En el corredor que mira hacia el comedor, la luz cae de forma más oblicua y deja notar la relación entre los espacios. No hay una separación brusca entre sala, comedor y cocina; los huecos amplios, las molduras y la repetición de la lámpara como pieza central van enlazando las estancias. Esa secuencia hace que el interior se lea por capas: primero el pasillo, luego el comedor, después la profundidad de la vivienda. Es una arquitectura que organiza la vista antes de organizar el movimiento.

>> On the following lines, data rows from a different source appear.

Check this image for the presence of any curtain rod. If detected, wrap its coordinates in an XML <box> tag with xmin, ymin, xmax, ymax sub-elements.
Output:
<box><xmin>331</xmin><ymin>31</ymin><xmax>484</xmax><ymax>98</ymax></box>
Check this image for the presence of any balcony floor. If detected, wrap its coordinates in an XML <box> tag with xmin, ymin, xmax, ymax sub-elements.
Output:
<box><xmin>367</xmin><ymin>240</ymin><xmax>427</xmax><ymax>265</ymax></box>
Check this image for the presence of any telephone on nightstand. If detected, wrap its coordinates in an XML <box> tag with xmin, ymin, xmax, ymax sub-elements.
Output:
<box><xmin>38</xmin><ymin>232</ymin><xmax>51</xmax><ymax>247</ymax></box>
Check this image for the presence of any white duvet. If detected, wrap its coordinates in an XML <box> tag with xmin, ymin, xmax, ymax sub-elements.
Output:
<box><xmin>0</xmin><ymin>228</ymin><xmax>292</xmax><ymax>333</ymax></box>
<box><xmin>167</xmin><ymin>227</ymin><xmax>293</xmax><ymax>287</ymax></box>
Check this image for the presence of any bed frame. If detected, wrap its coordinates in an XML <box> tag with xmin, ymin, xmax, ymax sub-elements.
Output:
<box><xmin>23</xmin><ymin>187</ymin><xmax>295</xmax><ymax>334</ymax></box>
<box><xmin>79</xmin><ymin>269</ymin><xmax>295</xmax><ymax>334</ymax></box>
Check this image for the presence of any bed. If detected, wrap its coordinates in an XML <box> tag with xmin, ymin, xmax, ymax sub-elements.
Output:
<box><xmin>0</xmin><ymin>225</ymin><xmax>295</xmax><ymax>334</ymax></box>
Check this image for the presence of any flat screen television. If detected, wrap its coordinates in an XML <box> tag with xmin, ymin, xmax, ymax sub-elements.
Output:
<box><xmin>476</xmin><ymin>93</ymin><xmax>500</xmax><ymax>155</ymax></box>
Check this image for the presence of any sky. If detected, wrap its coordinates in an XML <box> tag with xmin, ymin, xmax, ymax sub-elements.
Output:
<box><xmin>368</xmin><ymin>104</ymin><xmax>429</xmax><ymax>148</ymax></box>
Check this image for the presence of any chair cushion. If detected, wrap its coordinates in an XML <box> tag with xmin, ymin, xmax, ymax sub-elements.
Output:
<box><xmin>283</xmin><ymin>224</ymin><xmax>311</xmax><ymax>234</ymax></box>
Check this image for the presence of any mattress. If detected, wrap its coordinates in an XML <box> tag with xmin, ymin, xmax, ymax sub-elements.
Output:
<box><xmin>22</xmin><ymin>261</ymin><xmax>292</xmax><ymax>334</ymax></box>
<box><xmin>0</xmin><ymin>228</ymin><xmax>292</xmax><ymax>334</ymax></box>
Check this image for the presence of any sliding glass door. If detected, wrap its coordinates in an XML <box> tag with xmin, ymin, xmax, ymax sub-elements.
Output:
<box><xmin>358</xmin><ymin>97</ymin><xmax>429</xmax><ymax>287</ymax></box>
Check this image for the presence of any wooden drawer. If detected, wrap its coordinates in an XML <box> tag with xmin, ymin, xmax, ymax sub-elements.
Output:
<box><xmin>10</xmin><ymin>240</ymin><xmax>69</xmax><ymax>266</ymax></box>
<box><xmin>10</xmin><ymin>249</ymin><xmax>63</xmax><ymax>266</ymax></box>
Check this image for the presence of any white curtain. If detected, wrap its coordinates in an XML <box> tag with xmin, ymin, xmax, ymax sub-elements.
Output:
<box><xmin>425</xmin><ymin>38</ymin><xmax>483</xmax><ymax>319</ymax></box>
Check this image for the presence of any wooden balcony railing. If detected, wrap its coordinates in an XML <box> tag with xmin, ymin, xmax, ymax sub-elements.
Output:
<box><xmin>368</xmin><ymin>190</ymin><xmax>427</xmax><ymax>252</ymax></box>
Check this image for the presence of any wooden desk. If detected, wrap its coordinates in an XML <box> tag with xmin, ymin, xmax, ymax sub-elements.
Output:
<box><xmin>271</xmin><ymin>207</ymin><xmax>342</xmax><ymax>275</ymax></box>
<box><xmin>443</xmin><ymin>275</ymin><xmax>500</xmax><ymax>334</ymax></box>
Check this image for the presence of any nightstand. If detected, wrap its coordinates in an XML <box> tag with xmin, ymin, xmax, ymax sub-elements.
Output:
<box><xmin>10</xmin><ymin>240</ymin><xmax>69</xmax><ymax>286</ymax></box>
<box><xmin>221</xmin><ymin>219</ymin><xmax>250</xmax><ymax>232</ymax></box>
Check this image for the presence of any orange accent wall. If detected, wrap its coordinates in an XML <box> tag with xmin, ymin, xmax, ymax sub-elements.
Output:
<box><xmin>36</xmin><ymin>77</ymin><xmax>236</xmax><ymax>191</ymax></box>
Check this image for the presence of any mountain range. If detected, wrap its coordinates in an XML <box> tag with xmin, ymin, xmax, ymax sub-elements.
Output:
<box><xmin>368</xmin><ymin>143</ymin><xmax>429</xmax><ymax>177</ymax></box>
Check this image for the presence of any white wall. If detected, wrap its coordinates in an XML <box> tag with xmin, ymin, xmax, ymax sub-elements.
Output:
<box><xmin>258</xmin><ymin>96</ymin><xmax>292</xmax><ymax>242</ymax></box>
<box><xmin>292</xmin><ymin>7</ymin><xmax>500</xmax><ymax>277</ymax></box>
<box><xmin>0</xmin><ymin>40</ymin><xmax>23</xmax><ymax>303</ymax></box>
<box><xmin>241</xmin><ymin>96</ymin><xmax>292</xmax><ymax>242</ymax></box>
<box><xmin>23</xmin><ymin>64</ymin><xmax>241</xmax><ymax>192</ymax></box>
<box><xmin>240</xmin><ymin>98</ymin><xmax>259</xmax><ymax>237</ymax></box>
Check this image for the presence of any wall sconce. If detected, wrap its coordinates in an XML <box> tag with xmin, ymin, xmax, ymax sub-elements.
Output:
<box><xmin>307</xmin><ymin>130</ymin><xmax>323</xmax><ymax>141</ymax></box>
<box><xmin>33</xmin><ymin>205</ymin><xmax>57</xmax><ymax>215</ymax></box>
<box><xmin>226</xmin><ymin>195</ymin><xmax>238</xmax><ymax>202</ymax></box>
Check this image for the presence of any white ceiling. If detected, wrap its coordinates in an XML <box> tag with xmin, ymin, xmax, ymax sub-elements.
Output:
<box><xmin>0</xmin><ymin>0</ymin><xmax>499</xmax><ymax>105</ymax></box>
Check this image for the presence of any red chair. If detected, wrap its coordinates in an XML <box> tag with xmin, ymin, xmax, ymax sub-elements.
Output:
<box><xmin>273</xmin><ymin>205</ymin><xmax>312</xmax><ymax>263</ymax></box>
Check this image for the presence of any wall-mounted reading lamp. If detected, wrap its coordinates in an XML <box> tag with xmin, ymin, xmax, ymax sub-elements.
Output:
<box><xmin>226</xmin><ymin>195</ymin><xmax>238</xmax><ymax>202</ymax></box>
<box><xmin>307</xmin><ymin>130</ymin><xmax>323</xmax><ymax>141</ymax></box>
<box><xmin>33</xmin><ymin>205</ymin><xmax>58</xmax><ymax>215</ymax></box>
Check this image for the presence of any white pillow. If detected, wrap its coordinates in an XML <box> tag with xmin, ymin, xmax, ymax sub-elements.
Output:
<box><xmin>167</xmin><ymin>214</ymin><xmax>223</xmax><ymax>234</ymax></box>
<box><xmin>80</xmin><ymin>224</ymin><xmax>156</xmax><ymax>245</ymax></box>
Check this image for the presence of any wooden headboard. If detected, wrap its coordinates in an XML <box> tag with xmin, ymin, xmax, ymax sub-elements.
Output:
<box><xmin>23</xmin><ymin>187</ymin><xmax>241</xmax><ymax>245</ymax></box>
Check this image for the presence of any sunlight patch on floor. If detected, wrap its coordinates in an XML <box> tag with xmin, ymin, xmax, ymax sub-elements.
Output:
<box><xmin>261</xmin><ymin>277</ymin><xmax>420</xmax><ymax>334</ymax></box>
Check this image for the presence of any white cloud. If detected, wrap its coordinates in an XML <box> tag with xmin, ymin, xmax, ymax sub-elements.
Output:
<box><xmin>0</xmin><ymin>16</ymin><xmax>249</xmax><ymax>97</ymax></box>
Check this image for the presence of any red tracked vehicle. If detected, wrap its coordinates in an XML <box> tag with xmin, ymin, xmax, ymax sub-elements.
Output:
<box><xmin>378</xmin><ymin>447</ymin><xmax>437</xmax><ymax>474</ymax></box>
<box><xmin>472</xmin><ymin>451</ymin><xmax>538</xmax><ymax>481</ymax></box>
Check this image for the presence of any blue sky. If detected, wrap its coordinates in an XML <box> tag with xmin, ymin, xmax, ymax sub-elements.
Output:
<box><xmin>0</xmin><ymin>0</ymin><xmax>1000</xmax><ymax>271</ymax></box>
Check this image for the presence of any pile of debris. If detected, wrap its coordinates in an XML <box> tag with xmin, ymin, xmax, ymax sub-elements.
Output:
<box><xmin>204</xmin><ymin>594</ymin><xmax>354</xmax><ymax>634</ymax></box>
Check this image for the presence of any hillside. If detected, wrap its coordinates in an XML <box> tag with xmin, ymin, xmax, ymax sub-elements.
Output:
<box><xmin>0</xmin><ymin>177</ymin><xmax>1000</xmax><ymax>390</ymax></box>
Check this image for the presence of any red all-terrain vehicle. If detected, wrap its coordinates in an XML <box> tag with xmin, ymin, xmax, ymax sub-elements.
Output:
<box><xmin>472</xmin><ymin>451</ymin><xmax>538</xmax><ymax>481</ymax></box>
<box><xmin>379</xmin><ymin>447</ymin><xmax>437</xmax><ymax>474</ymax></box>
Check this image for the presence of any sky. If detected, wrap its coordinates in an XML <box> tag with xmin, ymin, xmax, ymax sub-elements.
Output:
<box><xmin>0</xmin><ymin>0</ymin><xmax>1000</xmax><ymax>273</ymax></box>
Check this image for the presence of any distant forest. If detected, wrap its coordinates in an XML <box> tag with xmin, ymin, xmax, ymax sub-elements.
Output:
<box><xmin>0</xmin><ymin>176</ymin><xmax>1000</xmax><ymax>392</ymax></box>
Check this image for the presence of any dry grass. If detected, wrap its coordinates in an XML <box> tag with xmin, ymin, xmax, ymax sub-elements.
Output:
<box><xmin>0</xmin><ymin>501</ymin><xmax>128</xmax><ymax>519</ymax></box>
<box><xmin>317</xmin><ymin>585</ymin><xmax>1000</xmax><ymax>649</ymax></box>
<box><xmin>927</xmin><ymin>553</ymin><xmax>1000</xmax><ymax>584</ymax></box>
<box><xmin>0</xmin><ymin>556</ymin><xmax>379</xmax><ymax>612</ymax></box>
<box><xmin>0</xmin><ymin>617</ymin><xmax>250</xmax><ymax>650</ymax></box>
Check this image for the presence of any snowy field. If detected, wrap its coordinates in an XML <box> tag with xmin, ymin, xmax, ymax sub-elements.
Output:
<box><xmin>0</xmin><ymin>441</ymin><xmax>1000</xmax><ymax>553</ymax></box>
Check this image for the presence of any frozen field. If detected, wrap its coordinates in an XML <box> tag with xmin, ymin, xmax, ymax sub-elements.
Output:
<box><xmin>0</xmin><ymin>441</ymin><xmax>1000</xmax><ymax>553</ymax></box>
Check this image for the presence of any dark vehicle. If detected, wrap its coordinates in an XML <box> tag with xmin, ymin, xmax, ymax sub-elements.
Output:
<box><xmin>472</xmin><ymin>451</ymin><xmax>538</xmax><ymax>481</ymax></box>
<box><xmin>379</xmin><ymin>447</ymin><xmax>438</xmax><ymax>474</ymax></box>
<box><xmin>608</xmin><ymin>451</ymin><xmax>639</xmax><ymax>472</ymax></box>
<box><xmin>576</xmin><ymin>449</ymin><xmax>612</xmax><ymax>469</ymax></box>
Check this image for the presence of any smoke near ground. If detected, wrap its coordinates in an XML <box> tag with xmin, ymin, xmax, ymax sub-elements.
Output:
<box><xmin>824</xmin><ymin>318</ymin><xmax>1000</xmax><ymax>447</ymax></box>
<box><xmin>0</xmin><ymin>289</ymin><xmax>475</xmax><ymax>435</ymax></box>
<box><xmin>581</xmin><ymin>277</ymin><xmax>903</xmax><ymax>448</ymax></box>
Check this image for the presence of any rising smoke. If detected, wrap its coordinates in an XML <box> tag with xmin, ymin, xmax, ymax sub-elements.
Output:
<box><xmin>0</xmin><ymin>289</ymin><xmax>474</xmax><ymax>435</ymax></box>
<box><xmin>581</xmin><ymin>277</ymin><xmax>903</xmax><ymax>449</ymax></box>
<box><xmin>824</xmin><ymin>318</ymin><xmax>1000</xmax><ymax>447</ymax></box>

Piscina interior con techo de cristal y arcos en los muros
La piscina interior con techo de cristal es una de las partes más claras del proyecto. El vaso rectangular se alinea con los muros blancos y con las aberturas arqueadas que aparecen en los laterales, de modo que el espacio de bienestar no se siente aislado del resto de la casa. El agua azul, el borde oscuro y la cubierta transparente construyen una imagen limpia, casi gráfica. La luz entra desde arriba y rebota en las superficies lisas, mientras los arcos laterales suavizan el perímetro del recinto.
Ese espacio de wellness funciona como una prolongación natural del lenguaje clásico de la vivienda. No se trata solo de una piscina cubierta: la secuencia de arcos, la blancura de los paramentos y la estructura de vidrio sobre la lámina de agua convierten la estancia en una sala arquitectónica con otra escala. Desde ciertos ángulos, el techo de cristal deja ver la geometría del espacio y hace más visible la relación entre la piscina y la vivienda principal. La casa de campo clásica con piscina interior gana así una segunda escena interior, más abierta y más luminosa.
Un jardín formal con estanque que alarga la mirada
Fuera, el jardín formal con estanque cambia el registro de nuevo. La pieza de agua es larga y estrecha, colocada en el eje del terreno para reflejar la casa y el cielo en una sola línea. A ambos lados, el pavimento trazado con precisión acompaña la lámina de agua sin competir con ella. La escena se construye por simetría y por reflejo, y esa combinación hace que el jardín parezca más profundo de lo que es. El estanque no funciona como adorno aislado; organiza la perspectiva.
En las vistas más abiertas, los árboles y la plantación en torno al agua suavizan el trazado duro de las losas, pero el dibujo principal sigue siendo exacto. La casa queda al fondo como referencia de escala, mientras la longitud del estanque guía la vista hacia el centro del conjunto. Es un jardín que se entiende caminándolo y mirándolo desde lejos al mismo tiempo. El pavimento, los bordes rectos y la continuidad del agua cierran el recorrido con una claridad poco ruidosa.
Cómo se enlazan el interior y el exterior
Lo más interesante de este proyecto es la forma en que el interior y el exterior comparten recursos: arcos, ejes, reflejos y una preferencia clara por las líneas que ordenan el espacio. La fachada simétrica encuentra su eco en el jardín formal con estanque; la cocina con isla y cubierta de cristal aporta un centro doméstico más abierto; la piscina interior con techo de cristal prolonga ese mismo interés por la luz cenital. Todo vuelve, de una estancia a otra, a la misma idea de composición. Cambian los usos, pero no el modo de mirar.
Por eso la casa de campo clásica con piscina interior no se lee como una suma de habitaciones aisladas. Se entiende como una secuencia de umbrales, superficies y ejes visuales. El arco de una ventana, el borde de la isla, el espejo del agua y la lámpara de araña en el techo trabajan cada uno a su escala. El resultado es una vivienda donde la imagen exterior, el corazón interior y el jardín comparten una misma disciplina espacial, visible en cada fotografía del proyecto.